INDOMPTABLES
Un contre-emploi de Thomas Ngijol tant devant que derrière la caméra
Synopsis du film
Le commissaire Billong terrorise les criminels de Yaoundé qu’il traque sans pitié, tout comme les membres de sa famille, dont certains ont même fui le foyer. Lorsqu’il doit enquêter sur le meurtre d’un de ses subordonnés, toutes les tensions qui l’entourent s’en trouvent exacerbées, le conduisant dangereusement vers le point de rupture…

Critique du film INDOMPTABLES
Thomas Ngijol dévoile à la Quinzaine des cinéastes son quatrième long-métrage en tant que réalisateur, six ans après sa dernière réalisation "Black snake", qui n’avait pas eu une telle reconnaissance et c’est le moins que l’on puisse dire. Mais ce qui étonne ce n’est pas tant de voir l’humoriste passer à nouveau derrière la caméra après une si longue absence, que le choix de l’histoire portée à l’écran, qui s’avère très éloignée du ton léger et loufoque qui l’avait fait connaître du grand public. Et ce qui brouille d’autant plus les pistes c’est que l’histoire d’ "Indomptables" renvoie de manière troublante à un des sketches les plus connus du stand-uppeur intitulé « Les experts Yaoundé » dans lequel il s’amuse à transposer l’univers de la série policière "Les experts" dans la capitale du Cameroun.
Mais "Indomptables" tire davantage son inspiration du documentaire "Un crime à Abidjan", qui a connu une distribution très confidentielle depuis sa sortie en 1999. Thomas Ngijol se sert de cette histoire pour dresser le portrait d’un pays (non plus la Côte d’Ivoire mais le Cameroun) où tout n’est qu’une lutte incessante. Nous rions parfois du manque de moyens des services publics français, mais il faut voir les conditions dans lesquelles le commissaire Billong et son équipe sont contraints de travailler. Evidemment pas d’expert médico-légal, ni même de photos prises de la scène de crime, ce qui oblige à procéder à une reconstitution risible pour un public habitué aux films d’enquête.

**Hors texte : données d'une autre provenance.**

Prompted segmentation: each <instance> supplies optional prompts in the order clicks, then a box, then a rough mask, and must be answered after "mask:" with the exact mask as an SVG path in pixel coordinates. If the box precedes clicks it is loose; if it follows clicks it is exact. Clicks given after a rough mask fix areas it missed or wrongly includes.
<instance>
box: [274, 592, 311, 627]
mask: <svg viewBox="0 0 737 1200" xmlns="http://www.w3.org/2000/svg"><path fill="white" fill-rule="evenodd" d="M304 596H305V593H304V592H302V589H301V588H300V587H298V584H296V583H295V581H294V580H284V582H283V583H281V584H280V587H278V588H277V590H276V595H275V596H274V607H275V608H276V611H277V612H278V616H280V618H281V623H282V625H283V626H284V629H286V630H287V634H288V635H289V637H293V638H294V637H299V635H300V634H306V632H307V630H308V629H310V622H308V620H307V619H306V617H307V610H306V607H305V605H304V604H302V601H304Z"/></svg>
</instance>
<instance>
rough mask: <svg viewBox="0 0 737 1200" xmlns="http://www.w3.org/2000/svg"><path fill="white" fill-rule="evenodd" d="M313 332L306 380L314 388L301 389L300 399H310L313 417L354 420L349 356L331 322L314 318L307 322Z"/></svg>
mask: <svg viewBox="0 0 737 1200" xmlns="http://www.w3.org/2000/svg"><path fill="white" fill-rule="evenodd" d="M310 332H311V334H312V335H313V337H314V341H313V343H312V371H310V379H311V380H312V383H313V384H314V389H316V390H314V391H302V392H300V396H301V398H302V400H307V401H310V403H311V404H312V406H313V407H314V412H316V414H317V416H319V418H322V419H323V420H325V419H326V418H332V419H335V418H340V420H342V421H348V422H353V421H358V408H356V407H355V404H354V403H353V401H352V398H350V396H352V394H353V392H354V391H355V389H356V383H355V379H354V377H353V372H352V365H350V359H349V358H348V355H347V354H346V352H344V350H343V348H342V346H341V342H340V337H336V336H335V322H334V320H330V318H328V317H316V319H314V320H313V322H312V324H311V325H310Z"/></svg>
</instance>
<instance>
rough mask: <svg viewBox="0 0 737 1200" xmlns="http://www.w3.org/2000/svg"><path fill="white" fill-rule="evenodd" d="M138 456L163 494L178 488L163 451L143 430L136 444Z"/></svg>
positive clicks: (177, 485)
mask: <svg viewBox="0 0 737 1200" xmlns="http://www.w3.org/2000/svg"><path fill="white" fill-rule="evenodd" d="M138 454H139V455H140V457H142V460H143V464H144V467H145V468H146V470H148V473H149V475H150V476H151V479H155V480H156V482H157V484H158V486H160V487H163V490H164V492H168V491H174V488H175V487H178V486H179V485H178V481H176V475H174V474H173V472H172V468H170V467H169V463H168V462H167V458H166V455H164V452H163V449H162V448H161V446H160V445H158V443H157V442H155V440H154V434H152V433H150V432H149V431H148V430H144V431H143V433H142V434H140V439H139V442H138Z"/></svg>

Par conséquent, la police va user de moyens qui ne coûtent rien : la brutalité et l’intimidation. De là à donner l’aspect d’une police au-dessus des lois il n’y a qu’un pas, facilement franchi quand on considère les enjeux et l’implication émotionnelle des enquêteurs qui tentent de démasquer l’assassin de l’un des leurs. Conscient de devoir rendre la justice tout en maintenant l’ordre, le commissaire Billong est de plus en plus tiraillé entre l’obligation de résultat et le souci de conserver une police propre. Non seulement chez lui-même, mais surtout chez ses subordonnés dont il se considère comme le chef de famille. D’ailleurs ne cherchez pas de différence entre le commissaire de police et le père de famille, il n’y en a tout simplement aucune. À son fils, comme au criminel gardé à vue, il demande de lui serrer la main après l’avoir vertement réprimandé.
Sur tous les fronts, Thomas Ngijol réussit brillamment son "Tchao Pantin"», en incarnant lui-même son protagoniste. Il y’a quelque chose qui ne tourne pas rond chez cet homme de principe, à l’image de la société camerounaise dans son ensemble. Mais lequel est la conséquence de l’autre ? C’est un cercle vicieux dans lequel chacun s’alimente mutuellement. Et il faudra bien que ça s’arrête quelque part.